The following, for example, is from Which Words?, published in the Daily Post (Liverpool, Merseyside, England) of Friday 11th October 1985 [page 16, column 1]:

A many-splendoured word is hack. […]
[…]
In American campus use hack is to vomit, in Standard English to cough. Of course, it once meant a penny-a-line journalist, but it has softened into an affectionate tag for a fellow journalist, especially one jointly suffering, as in war reporting, in a temporary cameraderie [sic].

The phrase penny-a-line came to be also used attributively of low-quality writing.—Cf., below, “penny a line flourishes” in the quotation from the London Mercury (London, England) of Saturday 21st October 1826.

—Cf. also ‘penny-a-liar’: meaning and origin.

The first two mentions of payments at the rate of a penny a line that I have found are as follows:

1-: From The British Press (London, England) of Monday 2nd July 1804 [page 2, column 3]—here, however, penny a line is positively connoted:

The articles in The Oracle furnish internal evidence that they are not from the pen of the Treasurer of the Navy. Mr. Canning is a gentleman of literary talents, of which the writing in The Oracle bears no mark. It is impossible that he should degrade his character and mispend [sic] his time by writings which would be executed for a penny a line in a superior style and manner by the humblest agent in any newspaper office in London.

2-: From Vicissitudes in Early Life; Or, The History of Frank Neville (London: C. Chapple, [1807]), by Dennis Lawler [volume 1, chapter 6, page 81]:

A man of first-rate Classical acquirements, can look for no better fortune, during his whole life, than the drudgery of teaching under another, or writing paragraphs for the newspapers at a penny a line.

The earliest attributive uses of the phrase penny-a-line that I have found are as follows, in chronological order:

1-: From an account of the address from the inhabitants of Bethnal Green to the Queen, which took place on Wednesday 30th August 1820, published in The Imperial Weekly Gazette, and Westminster Journal (London, England) of Saturday 2nd September 1820 [page 2, column 1]:

The Courier, in describing the procession, says, with its usual venom, “It was preceded by eight ‘mutes’ on horseback to clear the way; that the carriages, for the most part, were drawn by undertaker’s horses [&c.]”.
The fact is, the Courier had planted at the door of their office, the whole corps belonging to their establishment, consisting of compositors, pressmen, fly boys, (alias printers’ devils,) and two or three penny-a-line gentlemen, to give an account of the procession, and from the report of this horde, they have fulminated the nonsense that appeared on Thursday.

2-: From Slang.
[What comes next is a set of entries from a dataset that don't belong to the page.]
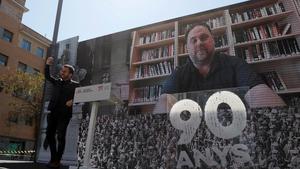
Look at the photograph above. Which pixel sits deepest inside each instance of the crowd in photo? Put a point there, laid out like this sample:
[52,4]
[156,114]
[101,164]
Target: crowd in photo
[148,141]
A Dictionary of the Turf, the Ring, the Chase, the Pit, of Bon-ton, and the Varieties of Life, Forming the Completest and Most Authentic Lexicon Balatronicum Hitherto Offered to the Notice of the Sporting World (London: Printed for T. Hughes, 1823), by the British author and journalist Jon Bee (John Badcock – fl. 1810-1830) [page 183]—here, qu. is the abbreviation of quasi:

Two-penny men—i.e. two-pence per line for fabricating articles of intelligence for the newspapers, paid to men calling themselves reporters [qu. porterers? carriers] forsooth. When the type used for such minor purposes ceases to be minion (e mignon, little) and devolves into bourgeois (or commonalty letter)—into brevier, or short letter—then three half-pence is the dignè payment per line. Sometimes called ‘penny-a-line-men;’ but this applies only to such as work at under price—dungs; an invidious kind of generalising.

3-: From The Australian (Sydney, New South Wales, Australia) of Saturday 15th July 1826 [page 2, column 3]:

As to “general principle of character,” and also as to education, Mister Taylor is on a par with many, and superior to many others of the gentlemen reporters who frequent the Police Offices in the great metropolis of London. His character, bad as it may be, will bear a scrutiny with nine tenths of the penny-a-line youths, who feed the Newspapers of London with nine tenths of their food, out of Parliamentary seasons.

4-: From a transcript of remarks made by Mr. Scarlett, a counsel, in an action for libel, in the Court of King’s Bench, on Friday 20th October 1826, published in the London Mercury (London, England) of Saturday 21st October 1826 [page 4, column 2]:

The learned Counsel wished the editors of newspapers would pay their Reporters by the merit, and not by the quantity of their communications. For himself, he scarcely ever looked into the Police reports of a paper; for, before to-day, he had heard of them being penny a line flourishes!

5-: From The London Press Gang, published in the Weekly Dispatch (London, England) of Sunday 22nd October 1826 [page 340, column 2]:

The readers of the dailies may rest assured, that in Police Reports, the laughable and pathetic descriptions of the bye-play and mannerisms of the witnesses, or the accused, are, in nine cases out of ten, sheer humbug and invention.—Every person of the least discernment must have already discovered how slight are the pretentions of most of these penny-a-line men—for that is the pay they receive from several of the papers—to a knowledge of the principles either of the English law or language.

6-: From the Public Ledger, and Daily Advertiser (London, England) of Saturday 20th January 1827 [page 1, column 5]:

MEETING OF MIDDLESEX MAGISTRATES.

A meeting of the above Magistrates took place on Thursday, at the Sessions House, Clerkenwell, wherein it was proposed that every Court held for public business, be an open Court […].
[…]
Mr. Flower was decidedly against the admission of the Public. He thought no benefit could arise from the Gentlemen of the press, the penny-a-line Gentlemen—Laughter […].

One thought on “‘penny-a-line’: meanings and origin

  1. The first quotation from the Liverpool Daily Post, linking vomit with hack, is very misleading. Hack, the affectionate word for a fellow journalist is derived from, according to my New Shorter Oxford Dictionary, the Middle English word for “a horse for ordinary riding” used by the late seventeenth century for “a person hired to do esp. dull or routine work, a drudge; esp. a writer of poor or average quality literary or (esp.) journalistic work. In The Third Man, Holly Martins (Joseph Cotten) tells Anna Schmidt (Alida Valli) “I’m just a hack writer who drinks too much and falls in love with pretty girls. You.”